Party-nominated offices are contests in which the nominee is selected by the political party.
- U.S. President
- County Central Committees.
During a Presidential Primary Election, only registered voters in that political party can vote for that party’s candidate on the ballot. This is known as a Closed Presidential Primary.
The exception to that rule: When candidates for the President are on the Primary Election Ballot, some–but not all–political parties choose to allow No Party Preference (NPP) voters to participate in their primary without having to re-register. This is known as a “crossover” or a Modified-Closed Presidential Primary. If you are not registered with one of the certified political parties, the state election laws consider you to be a NPP voter and you will be given the option to crossover.
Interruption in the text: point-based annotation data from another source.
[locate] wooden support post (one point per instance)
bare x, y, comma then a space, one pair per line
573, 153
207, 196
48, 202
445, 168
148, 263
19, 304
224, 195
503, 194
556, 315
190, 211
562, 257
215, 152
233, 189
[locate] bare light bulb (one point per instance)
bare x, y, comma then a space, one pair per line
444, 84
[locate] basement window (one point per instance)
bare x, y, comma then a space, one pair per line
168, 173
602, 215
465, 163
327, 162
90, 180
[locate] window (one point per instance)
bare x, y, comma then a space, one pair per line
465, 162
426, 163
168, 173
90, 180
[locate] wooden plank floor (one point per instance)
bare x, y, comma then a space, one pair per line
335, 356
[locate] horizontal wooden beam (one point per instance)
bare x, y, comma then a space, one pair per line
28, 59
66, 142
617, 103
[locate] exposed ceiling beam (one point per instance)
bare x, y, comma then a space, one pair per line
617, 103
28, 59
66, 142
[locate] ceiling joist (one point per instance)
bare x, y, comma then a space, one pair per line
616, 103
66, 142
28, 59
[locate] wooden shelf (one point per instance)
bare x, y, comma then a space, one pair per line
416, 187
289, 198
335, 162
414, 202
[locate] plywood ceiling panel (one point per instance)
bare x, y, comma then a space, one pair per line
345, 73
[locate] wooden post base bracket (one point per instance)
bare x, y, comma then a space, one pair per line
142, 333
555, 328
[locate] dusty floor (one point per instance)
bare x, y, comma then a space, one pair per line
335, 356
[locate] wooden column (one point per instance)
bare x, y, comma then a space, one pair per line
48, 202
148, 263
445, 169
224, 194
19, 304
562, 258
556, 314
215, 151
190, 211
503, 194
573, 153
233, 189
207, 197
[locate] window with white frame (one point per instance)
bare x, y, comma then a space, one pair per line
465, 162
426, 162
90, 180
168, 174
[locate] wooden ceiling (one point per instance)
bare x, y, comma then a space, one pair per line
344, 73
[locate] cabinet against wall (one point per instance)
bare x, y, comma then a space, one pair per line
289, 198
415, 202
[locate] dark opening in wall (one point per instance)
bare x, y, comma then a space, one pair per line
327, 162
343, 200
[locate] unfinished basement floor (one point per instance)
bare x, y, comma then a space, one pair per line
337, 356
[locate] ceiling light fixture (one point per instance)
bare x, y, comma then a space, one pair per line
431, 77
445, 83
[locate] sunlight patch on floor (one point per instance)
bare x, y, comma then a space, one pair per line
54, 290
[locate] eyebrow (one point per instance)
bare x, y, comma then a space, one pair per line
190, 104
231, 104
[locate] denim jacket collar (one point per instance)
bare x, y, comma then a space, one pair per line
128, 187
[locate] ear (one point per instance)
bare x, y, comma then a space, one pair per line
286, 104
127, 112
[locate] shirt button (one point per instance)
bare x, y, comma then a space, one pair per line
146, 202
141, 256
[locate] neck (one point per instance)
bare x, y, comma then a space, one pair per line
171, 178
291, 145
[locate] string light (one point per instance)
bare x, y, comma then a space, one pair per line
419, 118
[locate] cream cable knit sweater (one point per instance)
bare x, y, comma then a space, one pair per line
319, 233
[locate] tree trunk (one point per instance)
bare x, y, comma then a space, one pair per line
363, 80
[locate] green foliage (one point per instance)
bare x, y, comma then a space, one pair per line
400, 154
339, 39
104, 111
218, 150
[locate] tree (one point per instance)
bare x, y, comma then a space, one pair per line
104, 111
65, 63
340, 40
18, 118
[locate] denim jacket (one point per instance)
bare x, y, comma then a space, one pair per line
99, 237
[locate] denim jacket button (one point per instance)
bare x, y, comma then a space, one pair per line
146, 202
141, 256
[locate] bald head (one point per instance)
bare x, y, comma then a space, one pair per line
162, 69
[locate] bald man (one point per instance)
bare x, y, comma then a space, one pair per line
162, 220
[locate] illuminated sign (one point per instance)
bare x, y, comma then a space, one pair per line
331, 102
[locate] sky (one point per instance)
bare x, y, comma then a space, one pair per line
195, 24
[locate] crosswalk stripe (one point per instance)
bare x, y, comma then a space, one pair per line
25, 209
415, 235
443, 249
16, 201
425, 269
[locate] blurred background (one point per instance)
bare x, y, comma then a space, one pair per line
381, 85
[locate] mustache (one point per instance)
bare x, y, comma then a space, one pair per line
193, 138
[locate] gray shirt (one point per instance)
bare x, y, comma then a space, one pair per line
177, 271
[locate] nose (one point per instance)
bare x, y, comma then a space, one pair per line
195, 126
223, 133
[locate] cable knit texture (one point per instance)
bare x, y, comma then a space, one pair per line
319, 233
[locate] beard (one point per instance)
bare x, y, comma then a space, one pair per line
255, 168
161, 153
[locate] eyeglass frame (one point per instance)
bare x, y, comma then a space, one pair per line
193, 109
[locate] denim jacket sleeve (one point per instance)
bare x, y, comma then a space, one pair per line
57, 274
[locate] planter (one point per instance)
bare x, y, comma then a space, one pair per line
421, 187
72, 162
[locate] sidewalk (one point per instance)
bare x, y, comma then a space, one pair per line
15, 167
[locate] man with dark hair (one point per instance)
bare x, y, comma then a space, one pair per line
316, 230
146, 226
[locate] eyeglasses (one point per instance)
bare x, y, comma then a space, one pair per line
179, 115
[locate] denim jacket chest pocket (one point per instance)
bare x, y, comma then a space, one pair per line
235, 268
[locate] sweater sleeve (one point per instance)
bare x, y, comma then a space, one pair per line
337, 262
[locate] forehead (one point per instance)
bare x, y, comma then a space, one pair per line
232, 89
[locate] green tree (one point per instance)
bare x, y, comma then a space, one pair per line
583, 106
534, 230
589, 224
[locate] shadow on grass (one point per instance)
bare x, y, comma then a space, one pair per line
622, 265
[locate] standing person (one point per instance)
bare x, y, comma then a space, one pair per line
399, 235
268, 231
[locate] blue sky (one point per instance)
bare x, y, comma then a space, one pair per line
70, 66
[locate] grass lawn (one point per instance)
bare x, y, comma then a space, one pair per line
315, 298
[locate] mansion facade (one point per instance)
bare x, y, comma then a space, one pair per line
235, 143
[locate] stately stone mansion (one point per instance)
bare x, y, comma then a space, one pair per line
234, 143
Certified political parties in California:
- American Independent Party (AI)
- Democratic Party (DEM)
- Green Party (GRN)
- Libertarian Party (LIB)
- Peace & Freedom Party (PF)
- Republican Party (REP)
If a qualified political party chooses to hold a Modified-Closed Presidential Primary, the party must notify the California Secretary of State no later than the 135th day before Election Day. Counties will then notify voters as to which parties allow crossovers as the presidential primary election draws near.
If you are a NPP voter, you have 3 choices for how to participate in the primary:
- Request a crossover. This is only allowed for the parties that authorize it.
- Re-register. Do this if you want to participate in the party’s primary but do not have the option to crossover.
- Do nothing. You will be provided a ballot with no presidential candidates on it, but every other contest will be available to you to vote on.
No matter how you decide to participate in the presidential primary, everyone will be able to vote for President and Vice-President in the November General Election.